Aging can be broadly defined as a gradual decline in function over time; it is one of the most conserved features of living organisms. Mitochondrial dysfunction is a hallmark of aging, but the mechanisms contributing to the disruption of mitochondrial homeostasis are not clearly understood. Now, researchers led by David Sinclair (Harvard Medical School, Boston, MA) report that a disruption of intracellular communication between the mitochondria and nucleus contributes to aging-related mitochondrial dysfunction.

Nuclear–mitochondrial communication is key, as different subunits of the energy-producing oxidative phosphorylation (OXPHOS) system are encoded in the two genomes; failure to coordinate the two impairs the cell's energy supply. Sinclair's group noted that in aging mice, activity of only the mitochondrially encoded components of the OXPHOS system declined (Cell 155, 1624–1638; 2013).

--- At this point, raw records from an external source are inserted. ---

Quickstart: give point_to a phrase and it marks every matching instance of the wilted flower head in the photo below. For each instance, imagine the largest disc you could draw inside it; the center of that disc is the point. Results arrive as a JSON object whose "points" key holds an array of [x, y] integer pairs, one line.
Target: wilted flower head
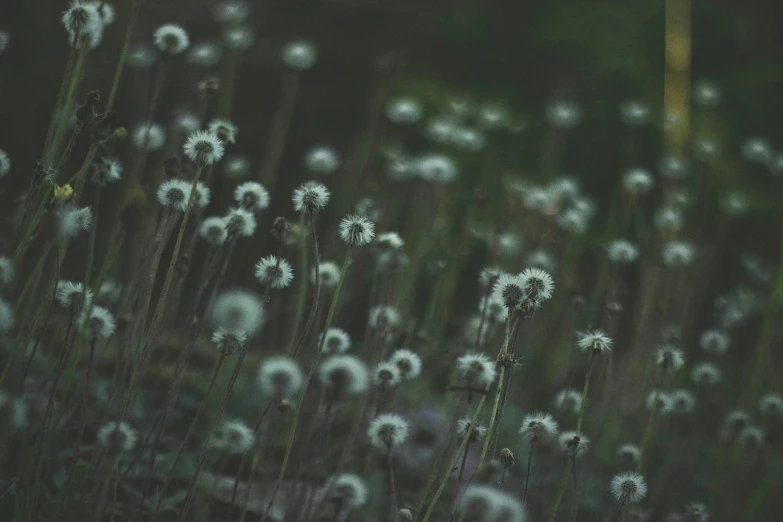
{"points": [[280, 377], [238, 310], [337, 341], [322, 159], [569, 400], [622, 252], [71, 221], [171, 39], [476, 369], [536, 426], [204, 147], [356, 230], [229, 342], [594, 342], [408, 362], [677, 254], [714, 341], [174, 194], [387, 431], [466, 428], [574, 444], [116, 437], [311, 196], [149, 136], [274, 272], [343, 375], [629, 488], [669, 358], [300, 55]]}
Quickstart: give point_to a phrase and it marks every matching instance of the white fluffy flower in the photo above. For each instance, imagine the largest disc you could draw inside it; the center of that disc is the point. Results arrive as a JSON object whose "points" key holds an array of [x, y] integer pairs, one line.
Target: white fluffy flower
{"points": [[387, 431], [171, 39], [628, 488], [204, 148], [311, 196], [343, 375], [322, 159], [594, 342], [300, 55], [238, 310], [274, 272], [240, 221], [476, 369], [356, 230], [149, 136], [214, 230], [174, 194], [116, 437], [408, 362], [280, 377], [536, 426]]}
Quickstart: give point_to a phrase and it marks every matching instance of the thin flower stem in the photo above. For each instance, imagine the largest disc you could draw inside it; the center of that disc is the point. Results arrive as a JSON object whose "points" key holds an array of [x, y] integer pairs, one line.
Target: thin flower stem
{"points": [[308, 379]]}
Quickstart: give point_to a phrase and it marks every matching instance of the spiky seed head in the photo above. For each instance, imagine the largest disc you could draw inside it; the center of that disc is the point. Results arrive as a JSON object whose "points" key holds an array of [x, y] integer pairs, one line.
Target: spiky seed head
{"points": [[356, 230], [466, 428], [229, 342], [171, 39], [407, 362], [274, 272], [538, 425], [280, 377], [387, 431], [629, 488], [116, 437], [594, 342]]}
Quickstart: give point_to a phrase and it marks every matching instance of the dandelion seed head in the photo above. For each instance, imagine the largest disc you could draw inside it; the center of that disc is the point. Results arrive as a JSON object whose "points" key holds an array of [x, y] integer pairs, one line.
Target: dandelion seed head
{"points": [[311, 196], [386, 374], [404, 111], [238, 310], [150, 134], [240, 221], [628, 488], [476, 369], [300, 55], [174, 194], [344, 375], [116, 437], [536, 426], [171, 39], [356, 230], [280, 377], [408, 362], [387, 431], [337, 341]]}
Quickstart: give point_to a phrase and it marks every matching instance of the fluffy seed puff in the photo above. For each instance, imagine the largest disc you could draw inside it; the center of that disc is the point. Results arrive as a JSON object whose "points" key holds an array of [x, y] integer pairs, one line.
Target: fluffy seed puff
{"points": [[408, 362], [229, 342], [116, 437], [279, 377], [171, 39], [337, 341], [204, 148], [174, 194], [274, 272], [343, 375], [356, 230], [476, 370], [251, 196], [536, 426], [594, 342], [311, 196], [387, 431], [628, 488]]}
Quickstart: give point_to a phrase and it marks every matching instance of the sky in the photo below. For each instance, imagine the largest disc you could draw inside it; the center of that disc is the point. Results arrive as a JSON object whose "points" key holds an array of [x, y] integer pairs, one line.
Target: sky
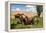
{"points": [[24, 7]]}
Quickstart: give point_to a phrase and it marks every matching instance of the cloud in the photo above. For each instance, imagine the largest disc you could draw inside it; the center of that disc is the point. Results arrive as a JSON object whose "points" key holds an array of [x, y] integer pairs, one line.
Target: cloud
{"points": [[29, 6], [17, 8]]}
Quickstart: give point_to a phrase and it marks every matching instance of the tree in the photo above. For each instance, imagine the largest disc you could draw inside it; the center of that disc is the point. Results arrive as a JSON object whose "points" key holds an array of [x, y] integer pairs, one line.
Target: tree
{"points": [[39, 9]]}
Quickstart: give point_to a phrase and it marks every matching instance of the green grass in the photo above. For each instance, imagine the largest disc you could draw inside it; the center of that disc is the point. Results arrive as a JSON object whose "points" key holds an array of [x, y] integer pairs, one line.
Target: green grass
{"points": [[22, 26]]}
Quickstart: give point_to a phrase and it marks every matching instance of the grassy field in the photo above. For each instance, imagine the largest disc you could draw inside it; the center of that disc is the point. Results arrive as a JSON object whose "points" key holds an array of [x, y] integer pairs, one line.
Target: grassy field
{"points": [[14, 24]]}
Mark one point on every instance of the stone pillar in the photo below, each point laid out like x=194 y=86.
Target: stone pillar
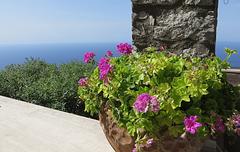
x=176 y=24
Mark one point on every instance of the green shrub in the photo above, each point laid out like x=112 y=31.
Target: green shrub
x=45 y=84
x=152 y=94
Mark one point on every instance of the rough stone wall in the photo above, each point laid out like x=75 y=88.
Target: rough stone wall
x=176 y=24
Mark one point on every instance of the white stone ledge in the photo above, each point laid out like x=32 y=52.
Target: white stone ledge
x=26 y=127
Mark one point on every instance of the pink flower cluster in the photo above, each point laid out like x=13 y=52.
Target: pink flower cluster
x=105 y=68
x=109 y=53
x=88 y=57
x=124 y=48
x=191 y=124
x=148 y=144
x=145 y=102
x=83 y=82
x=236 y=120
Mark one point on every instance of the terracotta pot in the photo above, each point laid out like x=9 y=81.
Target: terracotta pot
x=121 y=141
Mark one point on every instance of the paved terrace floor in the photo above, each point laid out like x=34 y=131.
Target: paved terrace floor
x=26 y=127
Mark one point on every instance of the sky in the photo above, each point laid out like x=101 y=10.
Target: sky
x=87 y=21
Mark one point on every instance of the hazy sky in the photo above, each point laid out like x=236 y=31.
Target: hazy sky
x=69 y=21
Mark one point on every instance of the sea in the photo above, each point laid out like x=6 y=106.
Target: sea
x=64 y=53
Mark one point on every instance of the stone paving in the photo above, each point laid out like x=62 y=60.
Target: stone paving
x=26 y=127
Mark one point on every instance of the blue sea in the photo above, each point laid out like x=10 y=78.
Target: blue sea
x=63 y=53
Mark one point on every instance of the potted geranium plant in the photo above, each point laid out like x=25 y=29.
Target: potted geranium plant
x=156 y=101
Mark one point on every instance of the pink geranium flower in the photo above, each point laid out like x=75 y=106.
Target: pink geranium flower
x=145 y=102
x=191 y=124
x=88 y=57
x=109 y=53
x=83 y=81
x=105 y=68
x=125 y=48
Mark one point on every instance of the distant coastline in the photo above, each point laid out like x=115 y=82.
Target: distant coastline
x=65 y=52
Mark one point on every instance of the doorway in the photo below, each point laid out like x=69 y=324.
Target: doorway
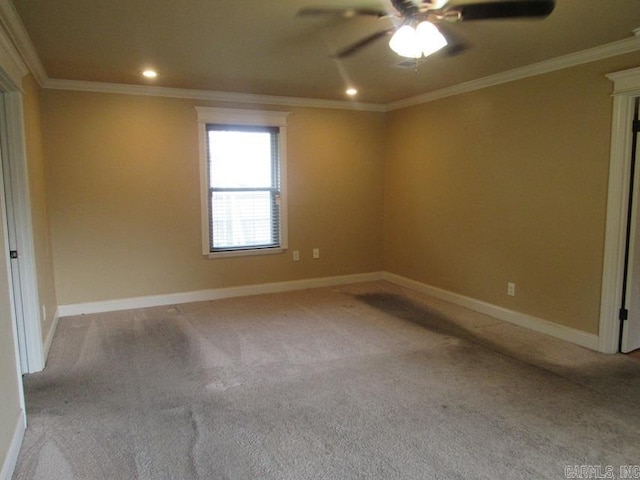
x=615 y=286
x=21 y=251
x=630 y=309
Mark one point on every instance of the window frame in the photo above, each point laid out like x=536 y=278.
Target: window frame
x=249 y=118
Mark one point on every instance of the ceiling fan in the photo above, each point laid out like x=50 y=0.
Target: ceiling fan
x=422 y=24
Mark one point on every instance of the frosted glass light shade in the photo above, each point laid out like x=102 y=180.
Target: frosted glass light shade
x=425 y=40
x=405 y=43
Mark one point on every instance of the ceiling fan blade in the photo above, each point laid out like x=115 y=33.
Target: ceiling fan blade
x=351 y=49
x=505 y=9
x=342 y=12
x=455 y=44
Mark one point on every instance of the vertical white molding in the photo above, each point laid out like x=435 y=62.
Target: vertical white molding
x=626 y=88
x=24 y=231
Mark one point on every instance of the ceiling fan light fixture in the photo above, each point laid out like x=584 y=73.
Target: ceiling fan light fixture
x=405 y=43
x=411 y=42
x=429 y=38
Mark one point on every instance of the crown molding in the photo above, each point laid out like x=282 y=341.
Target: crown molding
x=571 y=60
x=17 y=33
x=18 y=39
x=626 y=82
x=127 y=89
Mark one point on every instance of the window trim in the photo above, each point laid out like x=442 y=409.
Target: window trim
x=257 y=118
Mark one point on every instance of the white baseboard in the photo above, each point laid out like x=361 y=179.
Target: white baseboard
x=213 y=294
x=568 y=334
x=9 y=464
x=572 y=335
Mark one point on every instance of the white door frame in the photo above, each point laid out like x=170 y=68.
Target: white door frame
x=626 y=89
x=12 y=70
x=31 y=315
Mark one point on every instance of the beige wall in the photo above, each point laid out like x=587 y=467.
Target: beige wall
x=506 y=184
x=37 y=194
x=122 y=183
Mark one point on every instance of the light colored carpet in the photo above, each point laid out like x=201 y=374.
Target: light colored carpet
x=366 y=381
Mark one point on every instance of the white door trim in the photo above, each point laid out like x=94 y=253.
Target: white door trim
x=626 y=88
x=24 y=232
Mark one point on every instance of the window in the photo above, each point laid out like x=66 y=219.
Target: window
x=243 y=181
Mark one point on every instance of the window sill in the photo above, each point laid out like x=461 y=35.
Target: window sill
x=245 y=253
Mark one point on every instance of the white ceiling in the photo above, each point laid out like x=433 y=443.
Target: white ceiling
x=262 y=47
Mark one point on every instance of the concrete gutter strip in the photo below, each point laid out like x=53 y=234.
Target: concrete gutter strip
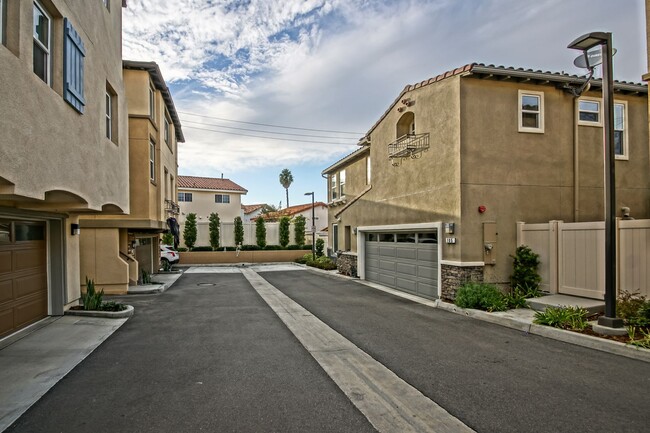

As their search to identify the biochemical underpinnings of this decline progressed, they investigated several molecules known to be associated with aging or lifespan extension. NAD+ is a coenzyme involved in energy production whose concentration declines with age. It controls the activity of SIRT1, an enzyme with an established role in lifespan extension. Sinclair's team next carried out a series of experiments using aging and Sirt1-knockout mice.

When taken together, the experimental results suggest that as the concentration of NAD+ in the nucleus falls with age, SIRT1 activity is reduced, allowing the transcription factor HIF-1a to accumulate. Accumulation of HIF-1a interferes with normal nuclear–mitochondrial communication, leading to declines in mitochondrial OXPHOS subunits and disruption of mitochondrial homeostasis.

Finally, Sinclair's group evaluated whether they could prevent the disruption, restore intracellular communication and, in effect, turn back the hands of time. They administered a precursor of NAD+ to aging mice for 1 week and observed increases in mitochondrial OXPHOS subunits along with reversal of biochemical changes related to aging. After the 1-week treatment period, mice that were 22 months old had health biomarkers (including indicators of insulin resistance, inflammation and muscle wasting) similar to those normally seen in 6-month-old mice. A similar improvement in humans might be a 60-year-old person with muscle tissue of a 20-year-old, according to the researchers. “There's clearly much more work to be done here, but if these results stand, then certain aspects of aging may be reversible if caught early,” said Sinclair in a statement.

Future studies will analyze longer-term outcomes of NAD+ precursor administration, as well as potential applications in treating rare mitochondrial and more common metabolic diseases, such as diabetes.